Although new federal data suggests that the effectiveness of booster shots wanes after about four months, the Biden administration is not planning to recommend fourth doses of the coronavirus vaccine anytime soon.
“We simply don’t have enough data to know that it’s a good thing to do,” Dr. Peter Marks, who heads the division of the Food and Drug Administration that regulates vaccines, said this week.
Dr. Anthony Fauci, chief medical adviser to the White House, said the vaccines are still a firm bulwark against severe illness, despite data from the Centers for Disease Control and Prevention showing that booster shots lose some of their potency after four to five months.
The CDC’s research, released last Friday, analyzed hospitalizations and visits to emergency rooms and urgent care clinics in 10 states by people who had had booster shots of either Moderna’s or Pfizer’s vaccine. The study showed the level of protection against hospitalization fell from 91% in the two months after a third shot to 78% after four to five months. Effectiveness against visits to emergency rooms or urgent care clinics declined from 87% to 66%.
The data came with major caveats: Researchers did not examine variations by age group, underlying medical conditions or the presence of immune deficiencies. Still, they said, the findings underscored the possible importance of a fourth shot.
“‘Should I get a fourth shot?’ That’s what a lot of people are asking me,” Fauci said. “The answer is if you look at where we are now, it looks like it’s good protection. Seventy-eight percent is good.”

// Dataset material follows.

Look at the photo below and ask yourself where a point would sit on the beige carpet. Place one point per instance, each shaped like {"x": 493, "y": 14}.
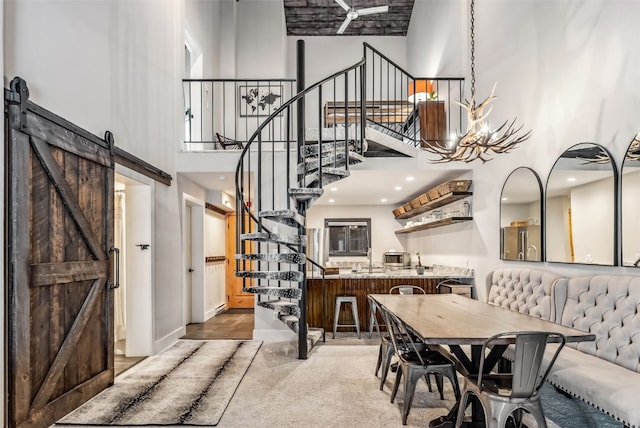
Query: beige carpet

The administration’s vaccine strategy has been under constant review since President Joe Biden took office. What comes next, Fauci said, will depend on whether protection from boosters holds steady or continues to drop after four to five months.
Marks said it may turn out that the best time for an additional shot is this fall, when the spread of the coronavirus is expected to pick up again. “Barring any surprises from new variants, maybe the best thing is to think about our booster strategy in conjunction with the influenza vaccine next fall and get as many people as possible boosted then,” he said.